ResponseFormat(punny_response="I've extracted the 'Simple Table' for you! Here's what I found:\n\n**Information 1**: A, B, C\n**Information 2**: Cat, Dog, Shark\n**Information 3**: 4.7, 2.8, 3.8\n**Information 4**: 5, 6, 8", default_response='Your message is outside the expected standard.')


### Step 2
Passo 2

#### Definition of Messages Sent to the Agent
Definição das Mensagens Enviadas ao Agente

In [None]:
messages = [
    {
        "role": "user",
        "content": [
            {"type": "text", "text": "Place this information that you just extracted from the document into the database."}
        ]
    }
]

#### Agent Summon
Invocação do Agente

In [47]:
response = agent.invoke(
    config=config,
    input={"messages": messages}
)

#### Agent Response Display
Exibição da Resposta do Agente

In [48]:
print(response["structured_response"])

ResponseFormat(punny_response="The information has been successfully placed into the database in a table named 'simple_table'.", default_response='Your message is outside the expected standard.')


### Step 3
Passo 3

#### Definition of Messages Sent to the Agent
Definição das Mensagens Enviadas ao Agente

In [None]:
messages = [
    {
        "role": "user",
        "content": [
            {"type": "text", "text": "Extract the table containing the title 'Basic Table' from this document."},
            {"type": "file", "base64": convert_pdf_to_base64("./documents/2.pdf"), "mime_type": "application/pdf"}
        ]
    }
]

#### Agent Summon
Invocação do Agente

In [25]:
response = agent.invoke(
    config=config,
    input={"messages": messages}
)

#### Agent Response Display
Exibição da Resposta do Agente

In [26]:
print(response["structured_response"])

ResponseFormat(punny_response="I've extracted the 'Basic Table' from the document. Here's the data:\n\nColumn 1: Category\nColumn 2: Value\n\n- Animals: 7\n- Instruments: 8\n- Birds: 9\n- Flowers: 17\n\nWould you like me to create a table in the database with this information?", default_response='Your message is outside the expected standard.')


### Step 4
Passo 4

#### Definition of Messages Sent to the Agent
Definição das Mensagens Enviadas ao Agente

In [25]:
messages = [
    {
        "role": "user",
        "content": [
            {"type": "text", "text": "Place this information that you just extracted from the document into the database."}
        ]
    }
]

#### Agent Summon
Invocação do Agente

In [26]:
response = agent.invoke(
    config=config,
    input={"messages": messages}
)

#### Agent Response Display
Exibição da Resposta do Agente

In [27]:
print(response["structured_response"])

ResponseFormat(punny_response="The information from the 'Basic Table' has been successfully placed into the database!", default_response='Your message is outside the expected standard.')


### Step 5
Passo 5

#### Definition of Messages Sent to the Agent
Definição das Mensagens Enviadas ao Agente

In [None]:
messages = [
    {
        "role": "user",
        "content": [
            {"type": "text", "text": "Now, I want you to run a query on the database. I want you to extract the information from the 'Information 1' column of the 'Simple Table' table created earlier in the database and display the queried information."}
        ]
    }
]

#### Agent Summon
Invocação do Agente

In [32]:
response = agent.invoke(
    config=config,
    input={"messages": messages}
)

#### Agent Response Display
Exibição da Resposta do Agente

In [None]:
print(response["structured_response"])

ResponseFormat(punny_response="Here is the information from the 'Information 1' column of the 'Simple Table':\n\n- A\n- B\n- C", default_response='Your message is outside the expected standard.')

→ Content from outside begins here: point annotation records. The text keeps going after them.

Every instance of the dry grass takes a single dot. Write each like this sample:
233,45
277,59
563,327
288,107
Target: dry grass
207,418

#### Removal of All Dialogue with the Agent
Remoção de Todo o Diálogo com o Agente

In [None]:
checkpointer.delete_thread(thread_id="1")

#### Creating a Connection to the Mongo Database
Criação de Conexão com o Banco de Dados Mongo

In [19]:
def create_connection() -> MongoClient:
    mongo_client = pymongo.MongoClient(os.getenv("MONGO_URI") + os.getenv("DATABASE_NAME"))

    try:
        mongo_client.admin.command("ping")
        return mongo_client
    except Exception as error:
        raise Exception(f"Unable to establish a connection: {error}")

mongo_client = create_connection()

#### Mongo Database Generation
Geração do Banco de Dados Mongo

In [20]:
def create_database(mongo_client: MongoClient) -> Database:
    mongo_database = getattr(mongo_client, os.getenv("DATABASE_NAME"))
    return mongo_database

mongo_database = create_database(mongo_client)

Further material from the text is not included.